To read out the error memory of the RAID controller. In the optimal case the result looks like this:
Controllers found: 1 <ControllerLog controllerID="0" type="0" time="1388047103" version="3" tableFull="false"> <driveErrorEntry smartError="false" vendorID="Hitachi " serialNumber="MSK4215H1EUG7G" wwn="0000000000000000" deviceID="0" productID="HDS72105" numParityErrors="0" linkFailures="0" hwErrors="0" abortedCmds="32" mediumErrors="0" smartWarning="0" /> <driveErrorEntry smartError="true" vendorID="" serialNumber="Z2A68BHK" wwn="0000000000000000" deviceID="0" productID="ST350041" numParityErrors="0" linkFailures="0" hwErrors="0" abortedCmds="0" mediumErrors="0" smartWarning="0" /> <driveErrorEntry smartError="false" vendorID="" serialNumber="9QM1C4VC" wwn="0000000000000000" deviceID="1" productID="ST350082" numParityErrors="0" linkFailures="4" hwErrors="0" abortedCmds="64" mediumErrors="0" smartWarning="0" /> </ControllerLog> Command completed successfully.

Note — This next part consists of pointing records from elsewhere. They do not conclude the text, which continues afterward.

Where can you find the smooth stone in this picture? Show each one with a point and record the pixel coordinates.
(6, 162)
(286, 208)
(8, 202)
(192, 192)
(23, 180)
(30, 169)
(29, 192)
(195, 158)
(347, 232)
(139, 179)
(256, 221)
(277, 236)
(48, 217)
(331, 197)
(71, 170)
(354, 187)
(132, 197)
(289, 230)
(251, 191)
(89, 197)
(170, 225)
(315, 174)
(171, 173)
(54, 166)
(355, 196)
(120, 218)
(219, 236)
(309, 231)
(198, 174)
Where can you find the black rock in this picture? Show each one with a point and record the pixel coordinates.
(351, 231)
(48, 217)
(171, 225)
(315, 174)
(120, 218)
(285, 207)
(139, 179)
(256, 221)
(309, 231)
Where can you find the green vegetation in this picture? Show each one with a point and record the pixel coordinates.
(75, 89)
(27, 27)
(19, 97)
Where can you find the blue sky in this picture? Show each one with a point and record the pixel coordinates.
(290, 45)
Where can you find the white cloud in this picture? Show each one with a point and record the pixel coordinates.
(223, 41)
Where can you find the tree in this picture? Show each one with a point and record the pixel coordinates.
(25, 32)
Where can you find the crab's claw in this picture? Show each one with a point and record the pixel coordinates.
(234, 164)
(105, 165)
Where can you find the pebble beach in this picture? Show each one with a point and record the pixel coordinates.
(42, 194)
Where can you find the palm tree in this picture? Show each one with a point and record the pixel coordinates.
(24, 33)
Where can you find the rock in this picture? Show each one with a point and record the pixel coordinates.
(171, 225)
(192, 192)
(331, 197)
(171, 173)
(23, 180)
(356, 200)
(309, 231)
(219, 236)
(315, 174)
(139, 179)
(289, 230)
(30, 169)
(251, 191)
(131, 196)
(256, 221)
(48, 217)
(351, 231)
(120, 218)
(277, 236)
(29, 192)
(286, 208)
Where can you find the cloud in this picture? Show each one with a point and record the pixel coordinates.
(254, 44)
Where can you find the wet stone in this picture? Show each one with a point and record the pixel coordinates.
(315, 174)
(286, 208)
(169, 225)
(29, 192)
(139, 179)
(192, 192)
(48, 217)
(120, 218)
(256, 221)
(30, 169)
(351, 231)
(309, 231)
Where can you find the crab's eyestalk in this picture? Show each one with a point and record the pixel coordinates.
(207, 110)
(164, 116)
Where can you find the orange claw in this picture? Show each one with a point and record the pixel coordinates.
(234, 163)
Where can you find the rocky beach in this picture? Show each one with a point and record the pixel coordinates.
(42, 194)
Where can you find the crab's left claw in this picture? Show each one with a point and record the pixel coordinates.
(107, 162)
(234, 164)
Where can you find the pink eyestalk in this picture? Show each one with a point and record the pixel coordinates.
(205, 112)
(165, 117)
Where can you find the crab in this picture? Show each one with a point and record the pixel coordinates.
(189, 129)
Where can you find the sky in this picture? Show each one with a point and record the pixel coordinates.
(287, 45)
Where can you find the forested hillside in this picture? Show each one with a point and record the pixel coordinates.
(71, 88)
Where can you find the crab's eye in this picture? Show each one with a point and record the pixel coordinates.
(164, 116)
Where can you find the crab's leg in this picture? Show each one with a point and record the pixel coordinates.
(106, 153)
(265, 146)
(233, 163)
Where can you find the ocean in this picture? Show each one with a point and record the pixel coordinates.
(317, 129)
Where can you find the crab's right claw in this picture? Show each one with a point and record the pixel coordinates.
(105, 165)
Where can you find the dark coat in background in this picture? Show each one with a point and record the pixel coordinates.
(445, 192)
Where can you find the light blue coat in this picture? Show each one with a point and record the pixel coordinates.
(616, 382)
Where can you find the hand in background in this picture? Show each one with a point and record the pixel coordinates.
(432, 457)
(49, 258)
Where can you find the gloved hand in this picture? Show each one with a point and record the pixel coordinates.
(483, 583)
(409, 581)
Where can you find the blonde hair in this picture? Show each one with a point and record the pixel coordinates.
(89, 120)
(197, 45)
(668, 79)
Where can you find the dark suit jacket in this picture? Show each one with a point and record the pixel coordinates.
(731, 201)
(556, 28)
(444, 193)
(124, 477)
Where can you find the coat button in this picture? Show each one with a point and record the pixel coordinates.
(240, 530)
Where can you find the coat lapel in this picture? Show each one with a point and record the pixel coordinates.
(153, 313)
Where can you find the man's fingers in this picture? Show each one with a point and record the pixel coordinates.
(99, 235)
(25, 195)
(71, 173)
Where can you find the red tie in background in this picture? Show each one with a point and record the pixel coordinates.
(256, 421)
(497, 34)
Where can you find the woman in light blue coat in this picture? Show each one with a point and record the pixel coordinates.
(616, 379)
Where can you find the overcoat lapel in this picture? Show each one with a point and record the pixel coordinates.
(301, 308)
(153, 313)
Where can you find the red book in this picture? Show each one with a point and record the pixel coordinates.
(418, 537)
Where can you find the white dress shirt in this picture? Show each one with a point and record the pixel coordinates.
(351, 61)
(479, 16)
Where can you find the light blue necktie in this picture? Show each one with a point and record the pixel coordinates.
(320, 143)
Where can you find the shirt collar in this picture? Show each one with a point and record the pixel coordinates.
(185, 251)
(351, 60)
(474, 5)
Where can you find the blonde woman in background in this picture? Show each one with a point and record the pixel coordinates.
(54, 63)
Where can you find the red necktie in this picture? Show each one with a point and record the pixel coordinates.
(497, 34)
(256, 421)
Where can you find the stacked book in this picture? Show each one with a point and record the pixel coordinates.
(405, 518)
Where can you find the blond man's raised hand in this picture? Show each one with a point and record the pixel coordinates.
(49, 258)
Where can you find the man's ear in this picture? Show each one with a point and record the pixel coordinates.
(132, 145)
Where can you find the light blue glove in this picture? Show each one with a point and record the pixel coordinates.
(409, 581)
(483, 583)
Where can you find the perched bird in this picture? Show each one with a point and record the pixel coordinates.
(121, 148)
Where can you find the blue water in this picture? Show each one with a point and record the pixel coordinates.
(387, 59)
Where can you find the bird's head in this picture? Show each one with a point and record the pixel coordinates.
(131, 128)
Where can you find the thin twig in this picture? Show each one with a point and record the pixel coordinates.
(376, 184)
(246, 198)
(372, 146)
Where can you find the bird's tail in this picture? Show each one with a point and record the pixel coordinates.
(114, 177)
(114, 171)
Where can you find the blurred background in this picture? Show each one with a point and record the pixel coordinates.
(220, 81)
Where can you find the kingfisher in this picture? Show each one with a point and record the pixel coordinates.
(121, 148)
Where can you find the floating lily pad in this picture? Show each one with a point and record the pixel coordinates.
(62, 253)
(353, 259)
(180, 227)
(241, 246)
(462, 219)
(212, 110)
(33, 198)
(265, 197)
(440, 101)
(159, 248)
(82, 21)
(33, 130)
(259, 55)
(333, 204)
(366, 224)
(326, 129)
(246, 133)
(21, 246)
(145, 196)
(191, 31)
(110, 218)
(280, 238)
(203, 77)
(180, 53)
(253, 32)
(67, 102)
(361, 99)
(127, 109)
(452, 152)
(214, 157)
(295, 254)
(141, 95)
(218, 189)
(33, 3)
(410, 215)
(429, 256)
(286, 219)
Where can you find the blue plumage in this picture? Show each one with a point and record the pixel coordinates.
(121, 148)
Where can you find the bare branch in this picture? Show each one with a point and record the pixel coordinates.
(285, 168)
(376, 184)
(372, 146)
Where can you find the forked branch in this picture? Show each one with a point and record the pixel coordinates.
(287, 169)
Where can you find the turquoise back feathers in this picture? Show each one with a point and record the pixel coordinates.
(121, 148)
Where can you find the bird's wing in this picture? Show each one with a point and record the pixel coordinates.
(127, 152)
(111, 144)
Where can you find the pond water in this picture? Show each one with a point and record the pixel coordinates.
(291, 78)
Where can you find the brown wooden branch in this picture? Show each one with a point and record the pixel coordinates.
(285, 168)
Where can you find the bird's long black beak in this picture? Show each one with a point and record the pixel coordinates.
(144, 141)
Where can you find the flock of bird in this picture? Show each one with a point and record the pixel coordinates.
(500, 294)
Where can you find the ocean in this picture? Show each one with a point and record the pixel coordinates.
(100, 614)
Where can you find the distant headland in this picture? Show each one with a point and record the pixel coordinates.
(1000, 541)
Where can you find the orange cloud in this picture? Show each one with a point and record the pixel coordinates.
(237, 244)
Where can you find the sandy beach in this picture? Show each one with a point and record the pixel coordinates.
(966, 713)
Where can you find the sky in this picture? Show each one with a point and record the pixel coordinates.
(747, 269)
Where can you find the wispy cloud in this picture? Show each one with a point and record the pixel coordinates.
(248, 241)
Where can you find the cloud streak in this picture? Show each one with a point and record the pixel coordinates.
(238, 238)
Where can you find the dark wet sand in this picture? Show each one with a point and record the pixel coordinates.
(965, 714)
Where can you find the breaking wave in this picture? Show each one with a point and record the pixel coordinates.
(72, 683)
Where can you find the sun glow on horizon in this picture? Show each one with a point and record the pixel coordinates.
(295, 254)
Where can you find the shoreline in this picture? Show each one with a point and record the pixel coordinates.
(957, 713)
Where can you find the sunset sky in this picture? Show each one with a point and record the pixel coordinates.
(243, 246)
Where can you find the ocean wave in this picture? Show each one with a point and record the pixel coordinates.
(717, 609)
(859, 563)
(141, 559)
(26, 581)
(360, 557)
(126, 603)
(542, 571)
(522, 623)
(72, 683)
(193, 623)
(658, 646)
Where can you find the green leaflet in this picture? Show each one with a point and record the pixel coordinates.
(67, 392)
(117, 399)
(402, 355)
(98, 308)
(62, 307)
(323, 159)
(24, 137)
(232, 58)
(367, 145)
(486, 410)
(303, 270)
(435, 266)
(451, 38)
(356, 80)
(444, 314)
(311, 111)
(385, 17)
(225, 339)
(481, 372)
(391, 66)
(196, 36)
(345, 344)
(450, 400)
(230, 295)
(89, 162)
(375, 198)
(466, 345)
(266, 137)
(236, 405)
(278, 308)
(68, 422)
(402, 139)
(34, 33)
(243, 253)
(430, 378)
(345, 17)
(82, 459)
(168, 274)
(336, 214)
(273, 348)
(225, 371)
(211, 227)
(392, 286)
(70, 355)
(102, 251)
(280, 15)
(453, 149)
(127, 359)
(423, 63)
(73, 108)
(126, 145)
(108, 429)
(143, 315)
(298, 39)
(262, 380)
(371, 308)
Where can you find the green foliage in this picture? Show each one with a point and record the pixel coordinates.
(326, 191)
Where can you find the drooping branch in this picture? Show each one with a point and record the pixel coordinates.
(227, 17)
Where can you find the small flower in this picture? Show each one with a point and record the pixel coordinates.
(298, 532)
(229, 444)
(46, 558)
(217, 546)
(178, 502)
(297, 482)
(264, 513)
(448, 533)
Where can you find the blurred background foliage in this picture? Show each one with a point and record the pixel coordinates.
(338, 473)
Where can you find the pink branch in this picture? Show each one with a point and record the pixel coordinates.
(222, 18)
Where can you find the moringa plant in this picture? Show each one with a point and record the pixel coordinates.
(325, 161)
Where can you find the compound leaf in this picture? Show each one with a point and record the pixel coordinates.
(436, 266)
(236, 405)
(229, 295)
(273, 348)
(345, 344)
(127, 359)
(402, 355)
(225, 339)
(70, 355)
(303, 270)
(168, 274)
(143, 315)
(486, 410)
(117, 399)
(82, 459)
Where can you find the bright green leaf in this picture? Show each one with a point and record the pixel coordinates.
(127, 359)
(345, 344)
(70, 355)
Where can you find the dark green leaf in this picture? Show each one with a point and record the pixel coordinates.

The values numParityErrors="0″, linkFailures="0″, hwErrors="0″, abortedCmds="0″, mediumErrors="0″ and smartWarning="0″ should always result in 0 in the optimal case. Should a value deviate from 0 here, this is already a sign of a hard disk defect for us. This can result in the RAID array becoming inconsistent, the Linux switching to Real/Only mode or the RAID array assuming Offline status during operation.
To avoid data loss, we therefore already exchange hard disks that have a value other than 0 in the controller log.
For a 3Ware RAID controller the commands look like this - of course tw_cli has to be installed first:
tw_cli info
Shows the information of the RAID controller, which RAID array is configured.
tw_cli info c0
Shows the status of the RAID array and if a disk failed.
smartctl -a -d 3ware,0 /dev/twa0
Reads out the SMART values of the hard disk on port 0.
smartctl -a -d 3ware,1 /dev/twa0
Displays the smart values of the hard disk on port 1.
Have a hard disk exchanged
If one of your hard disks has a defect, please inform us about the serial number of the defective or non-defective hard disk, so that our technicians can exchange it free of charge. The serial number of the hard disk is already listed in the log for RAID controllers, for a software RAID you can find it out with the command:
smartctl -i /dev/sda
If you do not know how to restore a software RAID after replacing the hard disk, we will be happy to assist you in the recovery process.